Sorry for a probably naive question.
I have the following expression
s = a g[1, 1] + a g[1, 2] + a g[1, 3] + a g[2, 3] + a q[1] -
b e g[1, 1] q[1] - d e g[1, 1] q[1] - b e g[1, 2] q[1] -
d e g[1, 2] q[1] - b e g[1, 3] q[1] - d e g[1, 3] q[1] -
b g[1, 4] q[1] - b g[1, 5] q[1] - b e g[2, 3] q[1] -
d e g[2, 3] q[1] - b g[3, 4] q[1] - b g[3, 5] q[1] - b e q[1]^2 -
d e q[1]^2 - b e g[1, 1] q[2] - d e g[1, 1] q[2] -
b e g[1, 2] q[2] - d e g[1, 2] q[2] - b e g[1, 3] q[2] -
d e g[1, 3] q[2] - b g[1, 4] q[2] - b g[1, 5] q[2] -
b e g[2, 3] q[2] - d e g[2, 3] q[2] - b g[3, 4] q[2] -
b g[3, 5] q[2] - b e q[1] q[2] - d e q[1] q[2] - d g[1, 1] q[4] -
d g[1, 2] q[4] - d g[1, 3] q[4] - d g[2, 3] q[4] - d q[1] q[4] -
d g[1, 1] q[5] - d g[1, 2] q[5] - d g[1, 3] q[5] - d g[2, 3] q[5] -
d q[1] q[5];
Let's introduce the symbols
h[1] = g[1, 1] + g[1, 2] + g[1, 3] + g[2, 3] + q[1];
h[2] = g[1, 4] + g[1, 5] + g[3, 4] + g[3, 5];
h[3] = q[1] + q[2];
h[4] = q[4] + q[5];
Then once we consider
f = -b h[2] h[3] + a h[1] - (b e + d e) h[1] h[3] - d h[1] h[4];
we conclude that s=f:
In[244]:= FullSimplify[s - f]
Out[244]= 0
I knew that s should be expressed through h[1],h[2],h[3],h[4] (I didn't know about the form of f as function of those h though).

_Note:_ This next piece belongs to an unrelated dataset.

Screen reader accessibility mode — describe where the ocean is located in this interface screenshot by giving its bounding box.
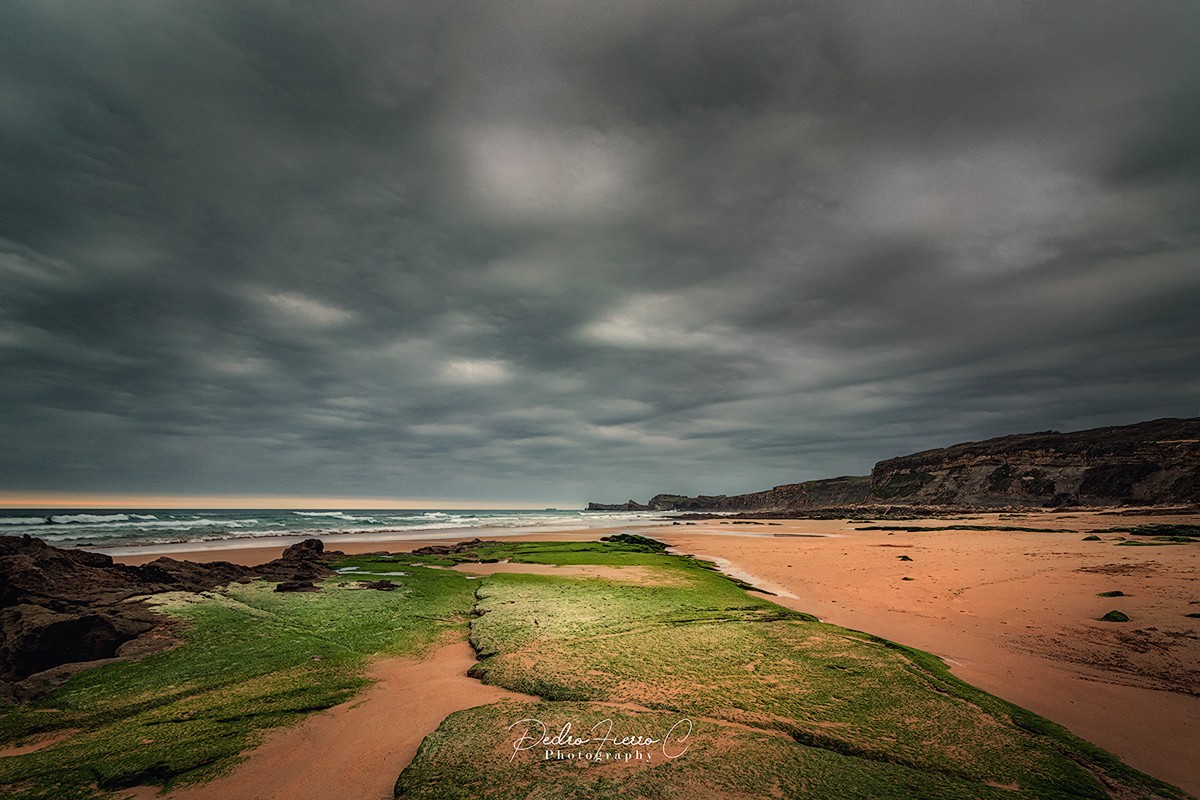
[0,509,671,551]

I got this explicit form of f looking at s and making several Collect operators (w.r.t. -d e, -b e and so on).
My question is whether it is possible to get f without analysing the structure of s, but just ask "Represent s as a polynomial (or a function) of h[1],h[2],h[3],h[4]"?